Facing a maximum penalty of 10 years in prison and a $1 million fine, Ghio pleaded guilty to bid rigging in April and agreed to cooperate with investigators in return for a recommendation of a lighter sentence.

On June 24, licensed brokers John R. Vanzetti and Theodore B. Hutz also pleaded guilty to participating in the conspiracy.

Vanzetti agreed to cooperate with investigators and pay $271,000 in restitution and a minimum fine of $20,000. In return, federal prosecutors said they would recommend that he be sentenced to no more than 24 months in prison.

Hutz, who is also a Realtor, agreed to the terms of a plea bargain calling for him to pay $96,500 in restitution and a minimum fine of $20,000. In return, prosecutors said they would recommend the same sentence for Hutz as Vanzetti — 18 to 24 months in prison.

In February, real estate executive Richard W. Northcutt was the fourth person to enter a guilty plea, followed by real estate investors Yama Marifat of Pleasanton and Gregory L. Jackson this month.

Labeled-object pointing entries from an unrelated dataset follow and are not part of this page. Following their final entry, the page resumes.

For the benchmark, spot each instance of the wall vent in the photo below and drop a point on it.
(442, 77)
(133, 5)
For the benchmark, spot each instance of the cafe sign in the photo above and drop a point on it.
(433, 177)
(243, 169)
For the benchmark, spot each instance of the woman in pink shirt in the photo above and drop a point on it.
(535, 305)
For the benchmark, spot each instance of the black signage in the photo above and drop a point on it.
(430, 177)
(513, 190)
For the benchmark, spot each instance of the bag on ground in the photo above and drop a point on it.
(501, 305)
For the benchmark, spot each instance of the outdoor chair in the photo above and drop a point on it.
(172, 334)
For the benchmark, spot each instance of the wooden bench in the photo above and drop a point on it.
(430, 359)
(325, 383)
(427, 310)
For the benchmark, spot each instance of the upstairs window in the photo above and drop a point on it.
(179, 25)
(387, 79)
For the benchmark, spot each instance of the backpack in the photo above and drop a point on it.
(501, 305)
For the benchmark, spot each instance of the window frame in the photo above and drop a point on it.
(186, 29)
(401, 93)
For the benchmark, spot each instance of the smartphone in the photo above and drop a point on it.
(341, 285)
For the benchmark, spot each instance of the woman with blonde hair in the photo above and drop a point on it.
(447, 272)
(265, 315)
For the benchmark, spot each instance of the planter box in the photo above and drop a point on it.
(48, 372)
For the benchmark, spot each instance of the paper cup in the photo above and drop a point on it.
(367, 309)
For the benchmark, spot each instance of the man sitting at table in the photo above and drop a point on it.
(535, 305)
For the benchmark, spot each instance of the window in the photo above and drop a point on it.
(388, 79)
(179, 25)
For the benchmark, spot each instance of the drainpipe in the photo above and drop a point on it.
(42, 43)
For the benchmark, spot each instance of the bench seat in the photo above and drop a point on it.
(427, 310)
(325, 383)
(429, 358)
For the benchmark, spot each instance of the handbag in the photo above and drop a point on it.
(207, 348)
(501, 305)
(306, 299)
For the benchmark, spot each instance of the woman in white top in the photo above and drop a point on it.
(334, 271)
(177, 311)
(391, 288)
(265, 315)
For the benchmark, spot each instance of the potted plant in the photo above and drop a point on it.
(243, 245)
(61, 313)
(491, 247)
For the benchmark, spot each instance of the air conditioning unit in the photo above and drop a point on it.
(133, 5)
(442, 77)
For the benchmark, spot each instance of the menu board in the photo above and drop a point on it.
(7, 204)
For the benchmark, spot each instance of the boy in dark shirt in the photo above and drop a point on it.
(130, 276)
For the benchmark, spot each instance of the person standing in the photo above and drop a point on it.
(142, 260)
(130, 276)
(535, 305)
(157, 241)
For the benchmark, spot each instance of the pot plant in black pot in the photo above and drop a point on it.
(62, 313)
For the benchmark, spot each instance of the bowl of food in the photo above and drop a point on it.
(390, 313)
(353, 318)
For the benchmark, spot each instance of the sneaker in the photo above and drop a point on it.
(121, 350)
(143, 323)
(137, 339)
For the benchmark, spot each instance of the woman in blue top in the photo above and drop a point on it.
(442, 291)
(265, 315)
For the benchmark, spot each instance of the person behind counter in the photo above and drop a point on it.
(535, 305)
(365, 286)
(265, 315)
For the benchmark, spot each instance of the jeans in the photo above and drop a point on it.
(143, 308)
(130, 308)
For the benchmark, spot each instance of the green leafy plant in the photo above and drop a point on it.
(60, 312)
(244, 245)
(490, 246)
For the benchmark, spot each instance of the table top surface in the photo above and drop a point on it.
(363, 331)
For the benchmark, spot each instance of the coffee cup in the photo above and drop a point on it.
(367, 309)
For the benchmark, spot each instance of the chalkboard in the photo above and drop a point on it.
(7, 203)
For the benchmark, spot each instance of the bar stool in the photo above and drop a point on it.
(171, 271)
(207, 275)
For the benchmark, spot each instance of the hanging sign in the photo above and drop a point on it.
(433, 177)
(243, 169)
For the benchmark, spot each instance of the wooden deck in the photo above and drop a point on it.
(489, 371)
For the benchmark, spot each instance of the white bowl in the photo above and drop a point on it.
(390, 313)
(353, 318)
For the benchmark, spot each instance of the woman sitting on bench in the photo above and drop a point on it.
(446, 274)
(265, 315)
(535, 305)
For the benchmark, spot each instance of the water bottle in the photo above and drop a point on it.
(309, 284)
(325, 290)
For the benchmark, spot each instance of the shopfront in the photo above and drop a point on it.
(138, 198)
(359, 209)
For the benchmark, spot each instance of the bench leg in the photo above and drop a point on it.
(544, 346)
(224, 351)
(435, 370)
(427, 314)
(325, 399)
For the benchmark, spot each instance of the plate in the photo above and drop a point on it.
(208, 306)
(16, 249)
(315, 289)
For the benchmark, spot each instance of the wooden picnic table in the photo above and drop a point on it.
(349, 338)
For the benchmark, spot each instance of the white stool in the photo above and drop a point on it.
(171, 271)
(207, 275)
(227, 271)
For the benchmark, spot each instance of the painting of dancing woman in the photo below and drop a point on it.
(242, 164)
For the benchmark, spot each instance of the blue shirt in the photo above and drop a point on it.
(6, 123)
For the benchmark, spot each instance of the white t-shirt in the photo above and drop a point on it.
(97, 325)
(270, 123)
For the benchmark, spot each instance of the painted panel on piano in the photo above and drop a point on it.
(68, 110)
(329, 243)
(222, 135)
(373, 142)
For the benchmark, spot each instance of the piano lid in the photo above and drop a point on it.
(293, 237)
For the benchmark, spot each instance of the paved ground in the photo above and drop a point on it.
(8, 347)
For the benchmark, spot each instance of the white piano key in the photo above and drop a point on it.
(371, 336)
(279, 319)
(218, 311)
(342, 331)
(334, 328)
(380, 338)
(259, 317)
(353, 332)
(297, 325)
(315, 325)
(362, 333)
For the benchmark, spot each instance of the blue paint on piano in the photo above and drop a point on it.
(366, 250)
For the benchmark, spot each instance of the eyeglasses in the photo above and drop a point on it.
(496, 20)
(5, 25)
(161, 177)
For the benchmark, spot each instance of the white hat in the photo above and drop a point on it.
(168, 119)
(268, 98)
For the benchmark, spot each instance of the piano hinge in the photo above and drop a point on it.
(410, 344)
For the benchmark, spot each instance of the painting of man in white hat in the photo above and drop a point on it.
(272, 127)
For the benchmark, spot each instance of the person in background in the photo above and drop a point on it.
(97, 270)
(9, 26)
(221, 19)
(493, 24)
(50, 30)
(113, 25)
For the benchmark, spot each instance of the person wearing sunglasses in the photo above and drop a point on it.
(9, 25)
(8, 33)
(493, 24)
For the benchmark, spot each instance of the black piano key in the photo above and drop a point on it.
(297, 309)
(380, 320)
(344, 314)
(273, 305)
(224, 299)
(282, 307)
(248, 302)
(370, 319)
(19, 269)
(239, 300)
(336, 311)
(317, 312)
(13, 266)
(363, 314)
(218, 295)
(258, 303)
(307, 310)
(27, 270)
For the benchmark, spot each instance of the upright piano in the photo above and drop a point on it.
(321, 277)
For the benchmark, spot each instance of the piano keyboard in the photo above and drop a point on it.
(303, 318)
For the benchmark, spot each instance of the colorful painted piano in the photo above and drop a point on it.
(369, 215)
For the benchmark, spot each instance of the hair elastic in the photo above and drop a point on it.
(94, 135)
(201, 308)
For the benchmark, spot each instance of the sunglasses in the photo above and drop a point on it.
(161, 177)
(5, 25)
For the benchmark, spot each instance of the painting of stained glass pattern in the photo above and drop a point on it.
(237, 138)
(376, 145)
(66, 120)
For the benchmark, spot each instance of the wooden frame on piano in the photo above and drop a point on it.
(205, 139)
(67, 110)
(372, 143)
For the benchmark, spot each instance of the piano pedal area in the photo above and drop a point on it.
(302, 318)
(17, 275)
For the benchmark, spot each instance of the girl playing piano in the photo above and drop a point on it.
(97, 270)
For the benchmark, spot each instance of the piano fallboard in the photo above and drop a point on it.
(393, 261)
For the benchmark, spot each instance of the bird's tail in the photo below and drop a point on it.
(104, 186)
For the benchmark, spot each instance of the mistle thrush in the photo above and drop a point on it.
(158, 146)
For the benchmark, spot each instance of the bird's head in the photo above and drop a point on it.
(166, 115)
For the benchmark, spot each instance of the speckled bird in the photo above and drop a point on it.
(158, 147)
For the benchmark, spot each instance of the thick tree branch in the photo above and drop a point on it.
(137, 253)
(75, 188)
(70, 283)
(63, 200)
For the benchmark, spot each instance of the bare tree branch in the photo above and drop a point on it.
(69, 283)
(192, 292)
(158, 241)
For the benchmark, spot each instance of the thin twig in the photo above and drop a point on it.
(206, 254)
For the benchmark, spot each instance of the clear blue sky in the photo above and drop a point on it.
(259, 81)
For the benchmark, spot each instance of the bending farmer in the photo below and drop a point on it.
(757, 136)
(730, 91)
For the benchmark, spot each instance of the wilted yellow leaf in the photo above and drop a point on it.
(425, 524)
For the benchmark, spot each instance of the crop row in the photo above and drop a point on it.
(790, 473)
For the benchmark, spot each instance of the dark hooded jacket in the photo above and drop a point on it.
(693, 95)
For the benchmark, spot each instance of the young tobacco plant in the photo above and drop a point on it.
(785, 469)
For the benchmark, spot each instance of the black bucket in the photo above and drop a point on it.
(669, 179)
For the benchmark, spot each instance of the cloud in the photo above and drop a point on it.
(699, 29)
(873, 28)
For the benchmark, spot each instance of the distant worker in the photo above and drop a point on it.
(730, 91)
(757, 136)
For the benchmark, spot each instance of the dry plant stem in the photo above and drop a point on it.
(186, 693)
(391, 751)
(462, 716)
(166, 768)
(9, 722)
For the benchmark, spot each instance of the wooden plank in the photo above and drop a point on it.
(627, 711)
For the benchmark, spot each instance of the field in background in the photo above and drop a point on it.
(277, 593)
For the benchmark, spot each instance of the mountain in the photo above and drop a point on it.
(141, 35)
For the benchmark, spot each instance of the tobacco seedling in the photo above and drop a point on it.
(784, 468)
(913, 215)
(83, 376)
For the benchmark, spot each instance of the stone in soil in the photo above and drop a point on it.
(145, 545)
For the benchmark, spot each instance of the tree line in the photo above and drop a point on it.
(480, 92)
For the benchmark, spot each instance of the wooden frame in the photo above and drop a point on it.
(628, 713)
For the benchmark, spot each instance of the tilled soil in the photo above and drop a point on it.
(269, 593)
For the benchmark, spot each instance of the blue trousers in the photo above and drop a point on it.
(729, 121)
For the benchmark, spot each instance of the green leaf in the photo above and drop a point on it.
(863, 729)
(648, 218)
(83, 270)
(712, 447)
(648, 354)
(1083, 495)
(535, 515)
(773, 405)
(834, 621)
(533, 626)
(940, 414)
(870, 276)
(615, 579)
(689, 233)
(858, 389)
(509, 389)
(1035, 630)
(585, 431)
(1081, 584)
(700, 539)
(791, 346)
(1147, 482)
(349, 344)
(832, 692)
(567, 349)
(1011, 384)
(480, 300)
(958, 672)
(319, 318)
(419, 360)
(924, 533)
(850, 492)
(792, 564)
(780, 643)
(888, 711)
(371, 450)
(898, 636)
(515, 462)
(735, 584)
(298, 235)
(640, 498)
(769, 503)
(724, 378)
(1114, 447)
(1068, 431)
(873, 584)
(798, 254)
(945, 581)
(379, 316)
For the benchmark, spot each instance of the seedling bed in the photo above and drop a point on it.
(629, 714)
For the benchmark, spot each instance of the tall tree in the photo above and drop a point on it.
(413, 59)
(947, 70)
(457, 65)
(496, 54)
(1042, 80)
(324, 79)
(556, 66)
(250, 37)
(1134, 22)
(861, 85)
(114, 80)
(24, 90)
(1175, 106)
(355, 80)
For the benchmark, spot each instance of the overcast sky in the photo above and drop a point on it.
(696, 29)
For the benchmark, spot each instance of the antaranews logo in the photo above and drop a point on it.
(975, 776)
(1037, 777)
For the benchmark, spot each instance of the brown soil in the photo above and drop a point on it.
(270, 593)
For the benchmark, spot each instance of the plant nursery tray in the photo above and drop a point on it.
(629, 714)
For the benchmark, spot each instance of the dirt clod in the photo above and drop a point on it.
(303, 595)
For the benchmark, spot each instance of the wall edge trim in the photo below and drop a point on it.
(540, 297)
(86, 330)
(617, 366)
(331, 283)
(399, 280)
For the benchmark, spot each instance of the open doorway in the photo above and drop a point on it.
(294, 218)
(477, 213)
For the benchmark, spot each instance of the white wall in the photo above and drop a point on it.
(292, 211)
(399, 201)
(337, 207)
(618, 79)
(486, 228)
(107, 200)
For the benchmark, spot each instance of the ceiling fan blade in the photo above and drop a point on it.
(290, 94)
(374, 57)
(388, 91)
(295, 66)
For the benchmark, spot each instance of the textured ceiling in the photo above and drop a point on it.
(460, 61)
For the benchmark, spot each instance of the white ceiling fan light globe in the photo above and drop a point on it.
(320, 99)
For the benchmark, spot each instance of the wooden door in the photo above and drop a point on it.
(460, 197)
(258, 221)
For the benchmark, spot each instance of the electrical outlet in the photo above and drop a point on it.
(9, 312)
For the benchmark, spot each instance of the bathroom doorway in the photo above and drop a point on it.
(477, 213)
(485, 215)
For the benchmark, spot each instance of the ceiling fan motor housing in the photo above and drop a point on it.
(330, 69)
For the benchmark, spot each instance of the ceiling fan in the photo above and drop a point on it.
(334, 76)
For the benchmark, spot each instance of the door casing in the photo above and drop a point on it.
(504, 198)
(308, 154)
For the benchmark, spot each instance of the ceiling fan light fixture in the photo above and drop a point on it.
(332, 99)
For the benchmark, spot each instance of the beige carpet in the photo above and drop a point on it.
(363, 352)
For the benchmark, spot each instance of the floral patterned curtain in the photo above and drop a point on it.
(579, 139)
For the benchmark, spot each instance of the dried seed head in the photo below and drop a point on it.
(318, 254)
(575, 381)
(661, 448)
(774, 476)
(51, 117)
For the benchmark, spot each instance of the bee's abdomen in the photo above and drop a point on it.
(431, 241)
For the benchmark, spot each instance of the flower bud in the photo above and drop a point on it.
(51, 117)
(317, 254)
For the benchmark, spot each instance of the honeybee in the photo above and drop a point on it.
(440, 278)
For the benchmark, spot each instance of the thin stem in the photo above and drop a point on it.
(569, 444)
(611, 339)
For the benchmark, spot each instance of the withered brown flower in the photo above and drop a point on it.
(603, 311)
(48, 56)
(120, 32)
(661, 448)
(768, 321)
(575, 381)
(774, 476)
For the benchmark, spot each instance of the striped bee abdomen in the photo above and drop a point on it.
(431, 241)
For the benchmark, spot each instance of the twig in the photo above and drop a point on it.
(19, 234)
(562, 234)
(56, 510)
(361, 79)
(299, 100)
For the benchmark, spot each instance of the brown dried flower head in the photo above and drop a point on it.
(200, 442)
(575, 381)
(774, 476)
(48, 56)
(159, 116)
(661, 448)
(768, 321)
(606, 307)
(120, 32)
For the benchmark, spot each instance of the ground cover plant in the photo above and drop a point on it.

The California Department of Real Estate still lists Vanzetti and Huntz as licensed brokers, with no record of disciplinary action.

A California Department of Real Estate spokesman, Tom Pool, said that charges against an agent or broker can’t serve as the sole basis for disciplinary action — licencees are entitled to a hearing before an administrative law judge. Even in cases where a broker has entered a guilty plea or been convicted, they may still have the right to appeal their conviction.

A recent investigation by the Sacramento Bee found dozens of California real estate professionals charged with crimes or sued for allegedly fraudulent dealings in recent years still have their licenses.